Judge Zani ruled, in May 2022, that Mr Marandi – who was referred to as MNL – could be named under principles of open justice, saying he had been a “person of importance to the main proceedings”.

That ruling triggered more than a year of further challenges by Mr Marandi.

His lawyers succeeded in getting a costly High Court review of Judge Zani’s ruling. By this stage, the London Evening Standard had dropped out of the challenge.

Last month, two of the country’s most experienced judges ruled the media could name Mr Marandi.

They concluded that open justice was a fundamental principle and that anonymity should only be allowed in exceptional circumstances.

Mr Justice Mostyn said: “My only surprise is that the anonymity order was granted in the first place. For reasons of procedural unfairness as well as a distinct lack of merit, it should never have been granted.”

Speaking after losing the case, a spokesman for Mr Marandi said that he not been the subject of the claim against the Feyziyev family, nor a witness.

“It is therefore unjust to be named, without having had the fundamental right to rebut these false findings.”

In its decision on Monday evening to allow the BBC to report the story, the Court of Appeal said: “[Mr Marandi] may not have been a party to or a witness in the forfeiture proceedings, but that did not mean that he had no fair opportunity to address the allegations made against him.

“He could have refuted them in detail when he put in his evidence in support of his claim for anonymity. Instead, he chose to rest on a bare denial of wrongdoing.

“Moreover in this case, as the [High Court] held, the forfeiture judgment contained no finding that [the applicant] was guilty of an offence.”

‘Political bombshell’

Duncan Hames, director of policy at the anti-corruption research group Transparency International UK, said the Conservative Party had questions to answer.

“This is a political bombshell,” he said. “We’ve learned today that someone who’s given hundreds of thousands to a British political party has, in the words of the judge, been a person of importance in proceedings before the court about a major money-laundering enterprise.

“That should be a concern, not just to people who are worried about where that money came from, but about what it says about how easily money can reach political parties without [them] doing proper checks on on its origins.”

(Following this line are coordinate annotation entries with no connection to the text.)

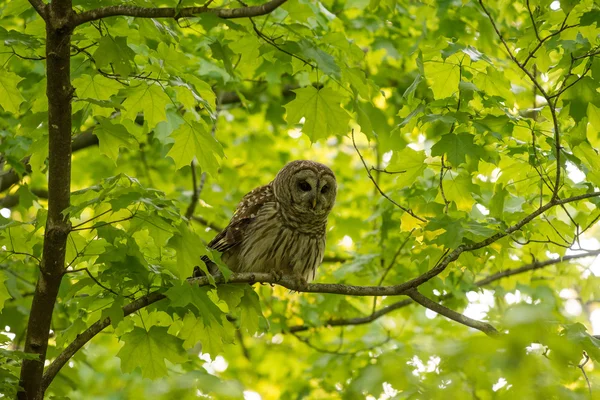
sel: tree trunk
[18,0,73,400]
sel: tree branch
[29,0,47,20]
[17,0,74,400]
[43,242,600,387]
[407,289,499,336]
[288,250,600,333]
[479,0,566,200]
[71,0,286,27]
[352,129,427,222]
[0,129,98,192]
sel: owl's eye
[298,181,312,192]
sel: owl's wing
[208,183,275,253]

The former Liberal Democrat MP added: “It’s not good enough just to check whether someone is on the electoral roll. Our political parties need to be much more careful about who they take money from. “

A Conservative Party spokesperson said in a statement the party only accepts donations from “permissible sources, namely individuals registered on the UK’s electoral roll or UK registered companies”.

“Donations are properly and transparently declared to the Electoral Commission, openly published by them, and comply fully with the law.”

In Parliament, SNP MP Alison Thewliss was granted the urgent question on the implications of the NCA’s investigation. She asked Home Office minister Chris Philp to confirm whether Mr Marandi had meetings with ministers or received any government contracts.

Labour MP Margaret Hodge – the former chair of Parliament’s Public Accounts Committee – said: “We should take these allegations very seriously. If true, dirty money has well and truly crept into our politics… Will the government bring forward regulations requiring all parties to do due diligence and checks on the source of all political donations”.

Mr Philp said the government was “committed to making sure the UK does not have dirty money”, and stressed electoral law set out a “stringent regime of donations’ controls”.

He said the government “does not and cannot comment on investigations being undertaken by law enforcement operations”.

BBC News has contacted the Royal Foundation and Centrepoint for comment.

In an earlier version of this story the BBC reported Mr Marandi’s Conservative Party donations as £756,300. That figure included donations from another member of his family.